После ядерной войны, «Последней», как ее окрестили выжившие, на Земле не осталось победителей. Были лишь побежденные. Миллиарды сгоревших за долю секунды и примерно столько же похороненных заживо в бетонных завалах. Увеличьте все это вдвое, и получите число ушедших в мир иной от лучевой болезни и голода за последующие несколько лет.
Оставшиеся крупицы человечества – люди, которым посчастливилось в роковой час находиться далеко от эпицентров, – скитались в поисках еды, лекарств и укрытий. Они селились в уцелевших зданиях, подвалах, в любых местах, сохранивших крышу и стены. Выжившие объединялись в общины, создавали семьи и пытались возродить из пепла нормальную жизнь. Насколько это было возможно, разумеется.
История, которую я расскажу вам, произошла через двадцать семь лет после той страшной катастрофы в неизвестном вам городе неизвестной страны, название которой к тому моменту почти никто не помнил.
Старая сказка – гарью на стенах
Давно опустевших домов,
Грязные краски, стали прохлада,
Скрип апрельских оков.
Солнце лучами греет пустыню,
Жжет пепелище идей.
Мука и боль в сердца опустились,
Застыли на лицах людей.
Качаются ставни, колышутся ветром
В мертвых глазницах окон;
Стелется дым, раненым зверем
Стонет холодный огонь.
Воспоминания о жизни остались
Навек в придорожной пыли;
От мира укрыты бетонной стеною
Глубокие раны земли.
Рваной раной на холсте природы
Отпечаток страха и презрения
Разольется безграничным морем
Зона отчуждения..
В самом сердце города N зияла огромная воронка, напоминая ныне живущим здесь людям, что детям спички не игрушки. Впрочем, мало кто туда наведывался. И дело тут было не в радиации или еще какой чертовщине. Просто там было нечего делать. Все, что могло бы заинтересовать людей, выгорело за одно мгновение много лет назад. Теперь вся жизнь кипела на окраинах города… Хотя, конечно, кипела – это очень громко сказано. Скорее, она ползла, как самая медлительная улитка в мире. И тем не менее именно там стояли заброшенные супермаркеты, многоквартирные дома и другие места, где можно было поживиться практически всем необходимым для жизни.
Однажды вечером облезлые купола, торчащие меж старых высоток и торговых центров, окрасил огненный закат. И хотя мы, жители прибрежной зоны, раньше служившей аэродромом, не видели подобной красоты уже очень давно, главным событием вечера стало кое-что другое.
Когда в одном из самолетных ангаров открылись ворота, мы увидели необычный летательный аппарат. Его фюзеляж состоял из носа скоростного катера и кабины спортивного автомобиля. Залатанные парные крылья от кукурузника, покрытые поблекшими граффити, крепились к корпусу при помощи клёпок и тросов. Меж ними висели массивные винтовые двигатели, придававшие чудо-машине ещё более несуразный вид.

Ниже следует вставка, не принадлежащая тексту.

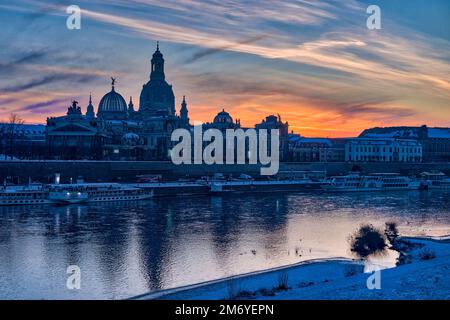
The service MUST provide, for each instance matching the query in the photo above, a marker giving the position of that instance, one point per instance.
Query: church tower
(90, 109)
(157, 98)
(130, 106)
(157, 72)
(184, 113)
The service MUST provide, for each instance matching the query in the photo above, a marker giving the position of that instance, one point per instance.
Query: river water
(129, 248)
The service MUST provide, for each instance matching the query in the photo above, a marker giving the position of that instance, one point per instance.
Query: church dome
(223, 117)
(112, 106)
(130, 139)
(157, 97)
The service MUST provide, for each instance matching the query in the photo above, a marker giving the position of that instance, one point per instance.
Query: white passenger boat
(96, 192)
(30, 194)
(70, 193)
(374, 182)
(436, 180)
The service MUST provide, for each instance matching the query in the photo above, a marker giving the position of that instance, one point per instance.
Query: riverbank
(425, 275)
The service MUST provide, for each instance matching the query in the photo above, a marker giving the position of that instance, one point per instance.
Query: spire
(90, 108)
(184, 112)
(157, 72)
(131, 106)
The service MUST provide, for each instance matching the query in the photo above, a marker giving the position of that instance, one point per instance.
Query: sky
(313, 62)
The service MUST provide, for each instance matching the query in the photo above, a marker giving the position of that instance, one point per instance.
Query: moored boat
(373, 182)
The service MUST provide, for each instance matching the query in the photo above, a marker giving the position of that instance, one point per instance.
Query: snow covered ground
(425, 276)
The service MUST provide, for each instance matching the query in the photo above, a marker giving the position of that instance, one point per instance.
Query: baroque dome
(223, 117)
(157, 98)
(112, 106)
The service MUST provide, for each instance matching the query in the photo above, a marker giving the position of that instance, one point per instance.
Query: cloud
(48, 79)
(44, 104)
(206, 52)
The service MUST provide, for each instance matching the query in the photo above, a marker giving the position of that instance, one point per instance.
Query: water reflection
(128, 248)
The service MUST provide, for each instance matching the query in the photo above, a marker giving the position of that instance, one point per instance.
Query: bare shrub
(427, 254)
(283, 279)
(353, 269)
(367, 240)
(391, 231)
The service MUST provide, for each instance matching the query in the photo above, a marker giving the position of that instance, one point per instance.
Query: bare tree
(13, 122)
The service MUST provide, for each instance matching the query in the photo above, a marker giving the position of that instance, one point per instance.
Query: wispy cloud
(313, 61)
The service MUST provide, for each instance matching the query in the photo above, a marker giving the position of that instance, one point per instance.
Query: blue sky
(314, 62)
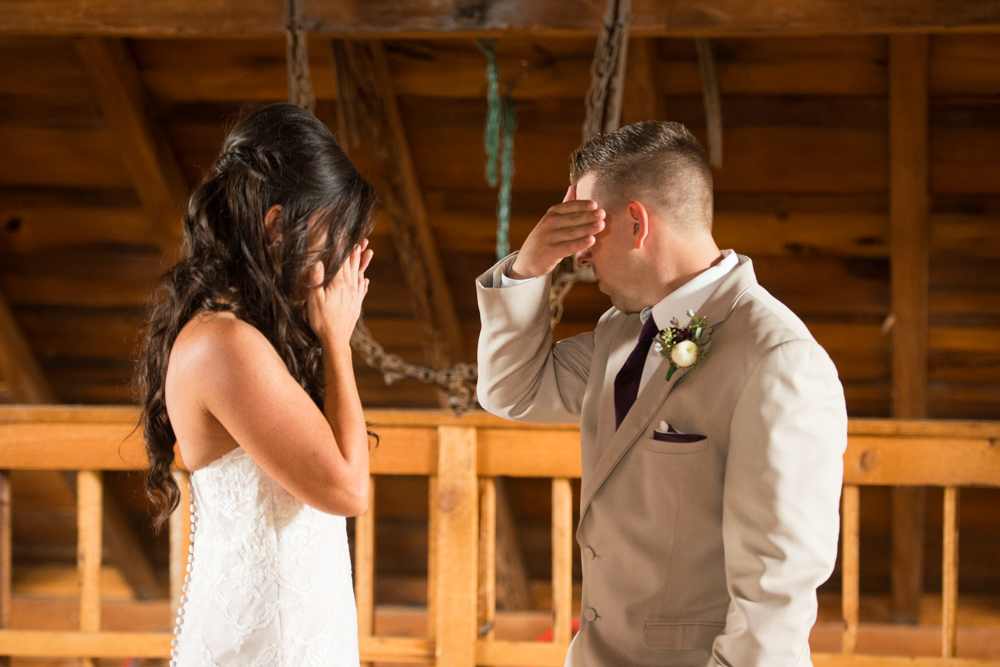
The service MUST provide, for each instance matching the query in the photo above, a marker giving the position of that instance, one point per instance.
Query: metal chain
(459, 381)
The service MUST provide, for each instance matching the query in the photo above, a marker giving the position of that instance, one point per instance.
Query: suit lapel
(717, 309)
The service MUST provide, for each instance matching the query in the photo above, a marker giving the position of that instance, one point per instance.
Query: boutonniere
(685, 347)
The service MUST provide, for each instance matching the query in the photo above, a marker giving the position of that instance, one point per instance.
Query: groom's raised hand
(565, 230)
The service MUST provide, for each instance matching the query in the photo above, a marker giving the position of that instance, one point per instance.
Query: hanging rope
(498, 139)
(459, 381)
(297, 57)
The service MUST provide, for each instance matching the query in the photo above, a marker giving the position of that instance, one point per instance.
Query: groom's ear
(273, 224)
(639, 217)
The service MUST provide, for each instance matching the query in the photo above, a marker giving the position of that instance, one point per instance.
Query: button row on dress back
(187, 582)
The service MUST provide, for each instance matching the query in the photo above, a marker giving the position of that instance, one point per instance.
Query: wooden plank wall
(804, 191)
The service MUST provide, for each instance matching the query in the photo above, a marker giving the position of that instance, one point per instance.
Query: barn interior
(856, 155)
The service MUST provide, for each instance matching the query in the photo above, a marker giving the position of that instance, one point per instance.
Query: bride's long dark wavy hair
(274, 155)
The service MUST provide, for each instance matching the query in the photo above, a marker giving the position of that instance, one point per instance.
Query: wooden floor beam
(910, 238)
(447, 20)
(21, 369)
(422, 268)
(145, 149)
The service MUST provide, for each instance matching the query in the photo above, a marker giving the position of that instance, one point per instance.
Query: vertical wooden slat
(562, 560)
(364, 566)
(90, 506)
(949, 583)
(909, 241)
(457, 543)
(180, 539)
(5, 556)
(850, 566)
(487, 558)
(432, 560)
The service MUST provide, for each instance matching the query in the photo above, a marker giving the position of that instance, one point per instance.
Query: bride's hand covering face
(254, 322)
(334, 308)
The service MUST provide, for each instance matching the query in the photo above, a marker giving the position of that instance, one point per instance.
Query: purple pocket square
(670, 434)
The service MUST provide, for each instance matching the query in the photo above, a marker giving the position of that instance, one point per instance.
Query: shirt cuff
(506, 280)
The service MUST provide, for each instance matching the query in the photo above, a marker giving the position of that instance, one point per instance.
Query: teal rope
(491, 134)
(506, 174)
(498, 139)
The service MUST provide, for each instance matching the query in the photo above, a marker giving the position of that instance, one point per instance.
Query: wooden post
(364, 567)
(180, 539)
(432, 557)
(949, 574)
(487, 558)
(89, 492)
(850, 566)
(457, 537)
(6, 562)
(511, 573)
(562, 561)
(910, 233)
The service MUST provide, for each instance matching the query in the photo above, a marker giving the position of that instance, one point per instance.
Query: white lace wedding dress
(269, 578)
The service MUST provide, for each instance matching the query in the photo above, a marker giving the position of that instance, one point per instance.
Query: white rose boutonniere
(685, 347)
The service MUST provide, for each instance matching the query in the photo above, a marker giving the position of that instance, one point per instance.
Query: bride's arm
(320, 457)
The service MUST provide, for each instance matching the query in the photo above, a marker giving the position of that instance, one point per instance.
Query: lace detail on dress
(270, 580)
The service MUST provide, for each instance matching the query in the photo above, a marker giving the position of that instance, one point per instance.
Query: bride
(247, 366)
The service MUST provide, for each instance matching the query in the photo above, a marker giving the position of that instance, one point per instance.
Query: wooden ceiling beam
(390, 19)
(403, 199)
(145, 149)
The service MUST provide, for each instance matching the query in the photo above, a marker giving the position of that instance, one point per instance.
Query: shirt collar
(692, 294)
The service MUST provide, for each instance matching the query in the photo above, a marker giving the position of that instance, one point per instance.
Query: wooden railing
(461, 458)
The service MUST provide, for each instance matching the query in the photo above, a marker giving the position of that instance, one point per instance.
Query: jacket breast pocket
(682, 636)
(676, 443)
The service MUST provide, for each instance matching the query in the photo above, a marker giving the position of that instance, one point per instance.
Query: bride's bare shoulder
(214, 341)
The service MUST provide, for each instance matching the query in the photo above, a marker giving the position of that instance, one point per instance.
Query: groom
(712, 458)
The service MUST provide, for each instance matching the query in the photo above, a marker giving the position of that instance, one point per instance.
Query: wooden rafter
(404, 203)
(145, 149)
(20, 367)
(425, 19)
(910, 239)
(643, 93)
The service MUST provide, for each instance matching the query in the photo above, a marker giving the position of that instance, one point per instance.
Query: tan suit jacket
(694, 553)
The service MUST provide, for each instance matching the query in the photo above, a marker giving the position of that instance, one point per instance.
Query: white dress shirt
(689, 296)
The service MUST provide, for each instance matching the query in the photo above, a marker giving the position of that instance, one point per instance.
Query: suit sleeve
(522, 375)
(781, 505)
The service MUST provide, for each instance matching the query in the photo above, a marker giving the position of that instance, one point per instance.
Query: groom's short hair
(658, 163)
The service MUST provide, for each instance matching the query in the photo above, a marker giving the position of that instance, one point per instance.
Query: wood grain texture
(910, 240)
(89, 492)
(457, 540)
(18, 365)
(850, 566)
(384, 18)
(487, 605)
(145, 149)
(415, 245)
(562, 561)
(949, 581)
(6, 563)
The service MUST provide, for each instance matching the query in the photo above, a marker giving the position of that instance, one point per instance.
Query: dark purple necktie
(627, 380)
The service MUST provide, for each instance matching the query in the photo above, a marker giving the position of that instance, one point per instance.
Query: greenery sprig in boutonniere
(685, 347)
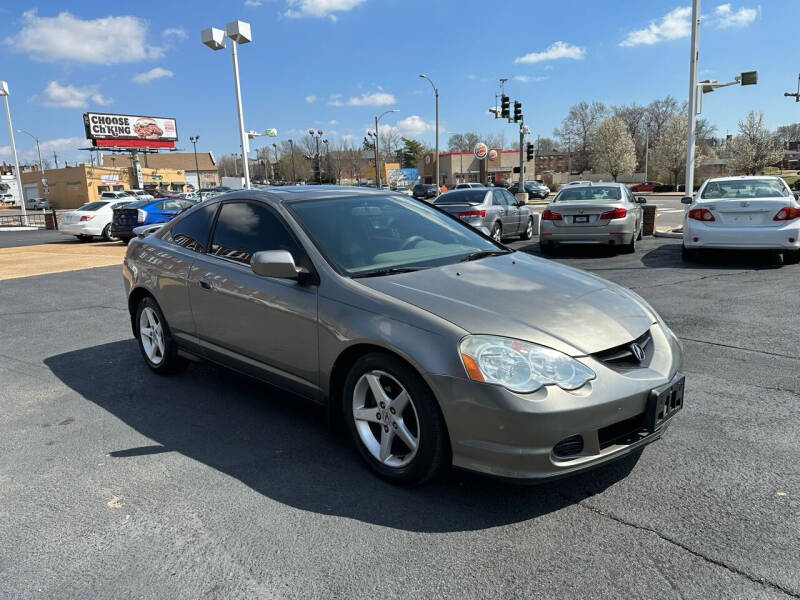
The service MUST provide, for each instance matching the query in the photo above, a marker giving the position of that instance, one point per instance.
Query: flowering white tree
(755, 147)
(614, 150)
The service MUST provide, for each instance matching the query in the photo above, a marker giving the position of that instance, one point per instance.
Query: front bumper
(618, 231)
(741, 238)
(498, 432)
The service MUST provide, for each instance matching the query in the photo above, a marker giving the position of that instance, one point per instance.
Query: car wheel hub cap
(386, 419)
(151, 334)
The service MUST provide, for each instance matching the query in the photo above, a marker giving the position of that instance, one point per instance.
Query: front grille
(623, 355)
(623, 432)
(568, 447)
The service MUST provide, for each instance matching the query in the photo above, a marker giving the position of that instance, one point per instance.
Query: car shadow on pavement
(280, 446)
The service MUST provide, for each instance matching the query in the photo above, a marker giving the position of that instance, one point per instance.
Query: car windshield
(735, 189)
(468, 195)
(594, 193)
(91, 206)
(368, 235)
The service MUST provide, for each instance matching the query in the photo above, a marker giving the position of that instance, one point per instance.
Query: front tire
(158, 349)
(528, 233)
(497, 232)
(394, 420)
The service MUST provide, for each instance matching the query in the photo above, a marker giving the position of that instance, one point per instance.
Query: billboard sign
(130, 131)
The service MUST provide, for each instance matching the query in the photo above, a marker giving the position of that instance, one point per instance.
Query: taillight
(472, 213)
(701, 214)
(787, 213)
(617, 213)
(549, 215)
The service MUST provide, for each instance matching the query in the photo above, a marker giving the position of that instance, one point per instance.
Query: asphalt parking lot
(117, 483)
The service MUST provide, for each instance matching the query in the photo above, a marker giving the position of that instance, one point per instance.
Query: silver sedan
(433, 344)
(593, 213)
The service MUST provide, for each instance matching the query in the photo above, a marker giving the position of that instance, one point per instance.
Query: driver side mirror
(276, 263)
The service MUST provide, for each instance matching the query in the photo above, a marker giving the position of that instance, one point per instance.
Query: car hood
(527, 298)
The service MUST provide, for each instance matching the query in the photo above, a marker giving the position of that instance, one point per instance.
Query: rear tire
(420, 419)
(528, 233)
(158, 349)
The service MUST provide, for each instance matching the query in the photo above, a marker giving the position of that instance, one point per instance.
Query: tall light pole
(4, 94)
(436, 96)
(193, 139)
(294, 174)
(239, 33)
(377, 147)
(692, 107)
(45, 188)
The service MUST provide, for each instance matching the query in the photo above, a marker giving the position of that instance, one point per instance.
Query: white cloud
(154, 73)
(69, 96)
(106, 40)
(414, 125)
(367, 99)
(177, 32)
(728, 18)
(66, 148)
(555, 51)
(675, 24)
(298, 9)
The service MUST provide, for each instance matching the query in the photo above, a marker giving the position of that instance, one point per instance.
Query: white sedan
(743, 213)
(92, 219)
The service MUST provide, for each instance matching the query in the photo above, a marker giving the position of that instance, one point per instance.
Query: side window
(244, 228)
(193, 230)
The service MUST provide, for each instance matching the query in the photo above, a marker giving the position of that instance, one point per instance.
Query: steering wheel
(412, 241)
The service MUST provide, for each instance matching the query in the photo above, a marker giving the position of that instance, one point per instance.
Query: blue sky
(334, 64)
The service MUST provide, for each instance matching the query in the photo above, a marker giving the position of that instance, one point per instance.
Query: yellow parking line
(27, 261)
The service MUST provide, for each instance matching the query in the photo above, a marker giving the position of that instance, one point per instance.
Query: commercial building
(205, 170)
(71, 187)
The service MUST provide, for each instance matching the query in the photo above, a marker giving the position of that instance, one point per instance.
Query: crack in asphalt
(721, 345)
(759, 580)
(57, 310)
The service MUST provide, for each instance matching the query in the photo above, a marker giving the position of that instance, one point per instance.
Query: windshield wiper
(390, 271)
(484, 253)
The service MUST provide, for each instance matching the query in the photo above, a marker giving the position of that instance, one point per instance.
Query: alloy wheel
(386, 419)
(151, 334)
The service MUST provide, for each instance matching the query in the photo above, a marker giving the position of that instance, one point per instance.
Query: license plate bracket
(664, 402)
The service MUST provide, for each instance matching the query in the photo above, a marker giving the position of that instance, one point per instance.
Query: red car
(646, 186)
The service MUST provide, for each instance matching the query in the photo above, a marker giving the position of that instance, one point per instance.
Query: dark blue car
(145, 212)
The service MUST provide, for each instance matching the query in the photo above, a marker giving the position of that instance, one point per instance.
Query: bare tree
(755, 147)
(579, 128)
(614, 149)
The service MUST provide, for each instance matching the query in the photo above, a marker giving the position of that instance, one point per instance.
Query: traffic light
(505, 106)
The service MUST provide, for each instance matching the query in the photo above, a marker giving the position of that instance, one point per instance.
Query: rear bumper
(743, 238)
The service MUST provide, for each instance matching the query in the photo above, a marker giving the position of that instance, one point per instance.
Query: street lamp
(436, 95)
(696, 91)
(377, 148)
(4, 94)
(193, 139)
(239, 33)
(45, 189)
(294, 174)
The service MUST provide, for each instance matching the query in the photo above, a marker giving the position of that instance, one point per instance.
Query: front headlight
(520, 366)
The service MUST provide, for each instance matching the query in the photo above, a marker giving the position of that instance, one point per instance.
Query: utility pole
(692, 108)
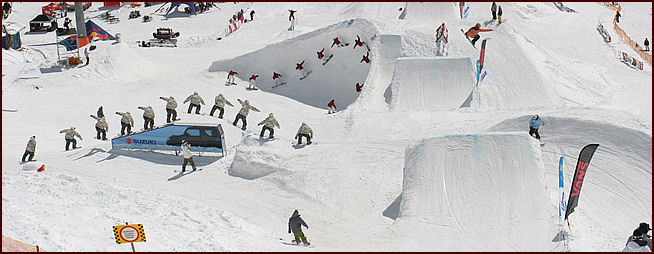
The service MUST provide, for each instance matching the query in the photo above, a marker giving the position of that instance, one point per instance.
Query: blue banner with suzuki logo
(169, 138)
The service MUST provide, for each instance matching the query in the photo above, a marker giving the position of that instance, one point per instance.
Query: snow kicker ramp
(477, 192)
(335, 80)
(432, 83)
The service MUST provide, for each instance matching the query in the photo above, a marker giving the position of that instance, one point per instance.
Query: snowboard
(327, 59)
(464, 34)
(280, 84)
(306, 75)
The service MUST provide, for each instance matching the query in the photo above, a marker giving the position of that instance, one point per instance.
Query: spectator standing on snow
(148, 117)
(126, 122)
(31, 147)
(295, 224)
(188, 157)
(220, 104)
(494, 10)
(243, 113)
(304, 131)
(474, 31)
(195, 100)
(534, 124)
(332, 107)
(269, 124)
(101, 127)
(171, 108)
(70, 137)
(646, 44)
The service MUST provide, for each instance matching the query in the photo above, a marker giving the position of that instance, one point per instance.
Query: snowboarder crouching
(29, 150)
(220, 104)
(304, 131)
(101, 127)
(70, 137)
(171, 105)
(269, 124)
(243, 113)
(126, 122)
(295, 224)
(534, 124)
(188, 157)
(195, 100)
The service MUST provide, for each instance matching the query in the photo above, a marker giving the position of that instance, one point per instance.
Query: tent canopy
(175, 4)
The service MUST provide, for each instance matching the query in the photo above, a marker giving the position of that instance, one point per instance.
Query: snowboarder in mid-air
(304, 131)
(70, 137)
(534, 124)
(243, 113)
(230, 78)
(195, 100)
(473, 33)
(29, 150)
(220, 104)
(101, 127)
(171, 106)
(295, 224)
(269, 124)
(126, 122)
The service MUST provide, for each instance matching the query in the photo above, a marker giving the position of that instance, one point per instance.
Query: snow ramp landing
(477, 192)
(432, 83)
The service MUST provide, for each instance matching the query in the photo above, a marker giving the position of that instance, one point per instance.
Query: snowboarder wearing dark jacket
(171, 106)
(473, 33)
(295, 224)
(29, 150)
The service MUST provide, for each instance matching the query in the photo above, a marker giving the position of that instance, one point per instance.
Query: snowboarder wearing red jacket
(332, 107)
(358, 42)
(336, 42)
(276, 78)
(253, 79)
(473, 32)
(230, 78)
(365, 58)
(358, 87)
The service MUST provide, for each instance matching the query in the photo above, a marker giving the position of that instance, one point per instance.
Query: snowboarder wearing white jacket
(195, 102)
(304, 131)
(70, 137)
(269, 124)
(148, 117)
(101, 127)
(188, 157)
(243, 113)
(220, 104)
(171, 106)
(126, 122)
(29, 150)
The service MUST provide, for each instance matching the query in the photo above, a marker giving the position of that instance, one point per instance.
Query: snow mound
(431, 82)
(450, 181)
(335, 80)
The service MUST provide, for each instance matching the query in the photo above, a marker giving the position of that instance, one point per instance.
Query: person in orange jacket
(473, 33)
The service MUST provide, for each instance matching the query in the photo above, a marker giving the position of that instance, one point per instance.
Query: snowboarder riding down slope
(365, 58)
(230, 78)
(253, 80)
(195, 100)
(304, 131)
(336, 42)
(358, 42)
(534, 124)
(269, 124)
(473, 33)
(295, 224)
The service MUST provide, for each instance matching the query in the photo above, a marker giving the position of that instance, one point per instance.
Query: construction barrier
(11, 245)
(634, 45)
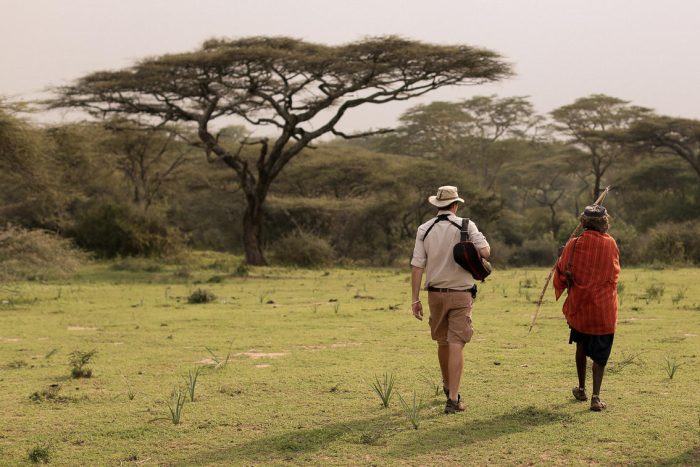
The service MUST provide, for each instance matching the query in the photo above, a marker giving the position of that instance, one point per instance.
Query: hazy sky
(645, 51)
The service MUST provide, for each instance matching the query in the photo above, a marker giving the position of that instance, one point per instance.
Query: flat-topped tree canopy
(279, 82)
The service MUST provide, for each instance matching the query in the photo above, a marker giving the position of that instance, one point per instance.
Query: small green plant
(654, 292)
(219, 362)
(620, 291)
(39, 455)
(385, 388)
(78, 359)
(191, 381)
(672, 366)
(242, 270)
(436, 387)
(16, 364)
(49, 394)
(201, 296)
(175, 405)
(627, 359)
(412, 410)
(370, 437)
(679, 296)
(129, 390)
(262, 296)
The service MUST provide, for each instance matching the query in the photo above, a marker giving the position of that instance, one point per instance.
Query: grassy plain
(305, 346)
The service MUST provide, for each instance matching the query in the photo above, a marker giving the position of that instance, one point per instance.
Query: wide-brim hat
(445, 196)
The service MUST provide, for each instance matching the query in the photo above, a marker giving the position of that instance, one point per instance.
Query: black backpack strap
(441, 217)
(464, 230)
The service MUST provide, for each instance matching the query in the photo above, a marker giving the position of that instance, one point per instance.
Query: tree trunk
(252, 230)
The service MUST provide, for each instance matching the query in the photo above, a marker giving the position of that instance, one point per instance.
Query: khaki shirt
(435, 253)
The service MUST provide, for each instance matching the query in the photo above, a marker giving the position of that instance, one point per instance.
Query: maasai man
(588, 268)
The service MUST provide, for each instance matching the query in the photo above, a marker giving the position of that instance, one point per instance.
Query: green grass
(295, 388)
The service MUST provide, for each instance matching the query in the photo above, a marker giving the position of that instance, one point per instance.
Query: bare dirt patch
(252, 353)
(339, 345)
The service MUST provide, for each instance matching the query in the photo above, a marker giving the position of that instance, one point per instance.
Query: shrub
(36, 255)
(303, 249)
(78, 359)
(201, 296)
(111, 229)
(39, 454)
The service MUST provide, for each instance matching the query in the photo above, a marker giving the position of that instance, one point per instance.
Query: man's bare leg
(444, 358)
(454, 369)
(596, 404)
(581, 366)
(598, 372)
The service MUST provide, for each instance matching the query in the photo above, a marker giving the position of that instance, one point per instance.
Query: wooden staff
(551, 273)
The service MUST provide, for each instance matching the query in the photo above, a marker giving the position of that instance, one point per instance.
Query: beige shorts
(450, 317)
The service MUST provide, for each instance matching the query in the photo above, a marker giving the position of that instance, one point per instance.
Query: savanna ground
(304, 347)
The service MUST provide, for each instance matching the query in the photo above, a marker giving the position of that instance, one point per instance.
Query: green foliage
(48, 394)
(412, 410)
(303, 249)
(176, 404)
(201, 296)
(672, 366)
(112, 229)
(191, 381)
(36, 254)
(77, 360)
(218, 361)
(384, 388)
(39, 454)
(654, 292)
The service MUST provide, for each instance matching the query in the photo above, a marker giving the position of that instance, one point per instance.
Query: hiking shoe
(579, 394)
(454, 406)
(597, 405)
(447, 393)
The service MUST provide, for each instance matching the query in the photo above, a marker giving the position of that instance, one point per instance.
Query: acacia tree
(588, 122)
(149, 158)
(300, 89)
(468, 132)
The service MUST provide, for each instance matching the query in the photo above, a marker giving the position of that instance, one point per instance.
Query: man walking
(589, 268)
(451, 289)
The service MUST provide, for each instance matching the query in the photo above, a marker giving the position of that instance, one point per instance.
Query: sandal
(596, 404)
(579, 394)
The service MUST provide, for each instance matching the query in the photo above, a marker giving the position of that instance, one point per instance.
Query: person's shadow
(436, 436)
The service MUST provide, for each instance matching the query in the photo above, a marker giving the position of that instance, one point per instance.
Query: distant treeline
(120, 190)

Надо сказать, что и сам ангар выглядел совсем не так как те, что стояли по соседству. Из крыши, покрытой тонким слоем талого снега, торчали ветряки, вырабатывающие электричество, а внутри нельзя было шагу ступить от станков, инструментов и каких-то неизвестных агрегатов с трубками и колбами. Там жил и работал местный механик по имени Майк. На вид ему было чуть меньше сорока. Худощавый мужчина был улыбчив и доброжелателен, но не отличался особой общительностью. Многие считали его чудаковатым, так как уже несколько лет по ночам он что-то мастерил втайне от всех. Что-то, что днем было всегда закрыто брезентом от случайных взглядов его клиентов. О чем он никогда и никому не рассказывал, пресекая любые расспросы о неведомой штуковине, занимающей добрую половину его ангара.